Monday

31-03-2025 Vol 19

US Natural Gas Prices Dip Over 1% Due to Increased Output and Mild Weather Predictions

U.S. natural gas prices fell by over 1% on Tuesday, primarily due to increasing production and predictions of milder weather. This trend tempered the expectation for higher demand for the coming week and record-level flows to liquefied natural gas (LNG) export facilities. As of 9:58 a.m. EDT, front-month gas futures for April delivery on the New York Mercantile Exchange had decreased by 5.7 cents, or 1.3%, reaching $4.433 per million British thermal units (mmBtu). Prices had momentarily hit their highest since December 2022 just the day before.

Analysts from energy advisory firm Ritterbusch and Associates noted that the significance of weather variables is diminishing, given the near-record temperatures anticipated in key consuming regions. This shift will likely lead to a further decrease in heating degree days (HDD), which typically pressure prices downward.
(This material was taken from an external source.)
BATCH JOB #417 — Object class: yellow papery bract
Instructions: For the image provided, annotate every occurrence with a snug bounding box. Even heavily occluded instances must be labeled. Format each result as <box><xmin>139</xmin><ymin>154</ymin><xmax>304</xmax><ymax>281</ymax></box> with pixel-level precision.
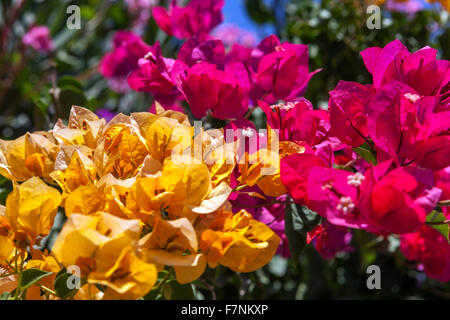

LSEG estimated there would be 213 HDD in the Lower 48 states over the next two weeks, a reduction from 221 HDDs previously forecasted, while the norm for this time of year stands at 278 HDDs. According to meteorologists, temperatures throughout the Lower 48 states are projected to remain above normal until March 15.

Despite the overall increase in natural gas output—averaging 105.7 billion cubic feet per day (bcfd) this March, compared to a record 105.1 bcfd in February—LSEG predicted that average gas demand, including exports, will rise from 110.4 bcfd this week to 113.3 bcfd next week, indicating increased short-term demand. Conversely, Dutch and British wholesale gas prices increased due to a drop in Norwegian exports and higher demand. Additionally, Canadian gas exports to the U.S. have seen a decline since tariffs were imposed by the U.S. on Canadian goods earlier this month.